The dependence of domain-average performance on the regularization strength α is visualized:
Figure 2: Increasing REZE regularization weight α generally improves performance up to α=1.0, beyond which gains saturate or reverse, confirming that moderate regularization best balances bias suppression and semantic preservation.
Ablation studies further confirm the advantage of robust, median-based statistics for component shrinkage over mean aggregation.
Embedding Space Analysis
Visualization and isotropy analysis substantiate REZE's efficacy in aligning multi-source representation manifolds:
- Embedding Space Visualization:
Examining the projections of anchor–positive concatenations before and after REZE (versus PFT), the method maintains geometric coherence and prevents task-driven drift, as shown in:
Figure 3: REZE maintains the pretrained manifold's structure across three domain benchmarks, whereas naive PFT induces uncontrolled dispersion and task-induced fragmentation.
IsoScore is consistently increased for REZE-pretrained models over PFT, indicating improved uniformity of embedding space utilization.
Figure 4: IsoScore comparison highlights REZE's superior control of embedding isotropy relative to standard PFT across all evaluation domains.
Theoretical and Practical Implications
REZE introduces the principle that robust control of representation shift—rather than isotropy alone—is critical for stable domain adaptation under heterogeneous supervision. The eigenspace-based, robust dispersion analysis enables model- and domain-agnostic regularization that avoids both overfitting to dataset idiosyncrasies and underutilization of domain-shared features.
Practically, the method is efficient, requiring only offline matrix computation and no inference-time overhead. It is architecturally agnostic, supporting transformer-based embedding models of varying size and pretraining recipe, and is readily compatible with diverse downstream objectives (classification, retrieval, reranking).

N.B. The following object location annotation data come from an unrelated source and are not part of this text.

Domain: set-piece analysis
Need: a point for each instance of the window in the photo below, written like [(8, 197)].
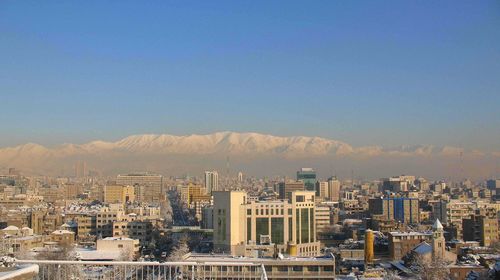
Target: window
[(277, 230), (304, 225), (262, 228), (249, 229), (328, 268)]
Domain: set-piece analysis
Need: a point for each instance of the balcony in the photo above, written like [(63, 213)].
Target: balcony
[(89, 270)]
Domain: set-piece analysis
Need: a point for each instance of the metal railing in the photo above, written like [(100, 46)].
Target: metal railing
[(104, 270)]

Limitations and Future Directions
Evaluation was limited by the scope of available domain benchmarks (with legal and other high-speciality domains underrepresented) and by moderate model/batch sizes due to computational constraints. Future work should extend REZE to larger models, larger batch settings, and more extreme low-resource or highly specialized environments. Importantly, further integration with modular multi-task and dynamic expert models may yield additional gains in compositional generalization and negative transfer resilience.
Conclusion
REZE is an effective, theoretically principled method for controlling task-induced bias during domain-adaptive text embedding pre-finetuning. Through eigenspace regularization of relation-level representations, it reliably suppresses detrimental representation shifts in the presence of heterogeneous task signals, enabling more robust and sample-efficient downstream adaptation than post-hoc isotropy transformations or naive multi-task PFT. Consequently, REZE offers a practically viable path for constructing domain-specialized embedding models under realistic data and supervision constraints.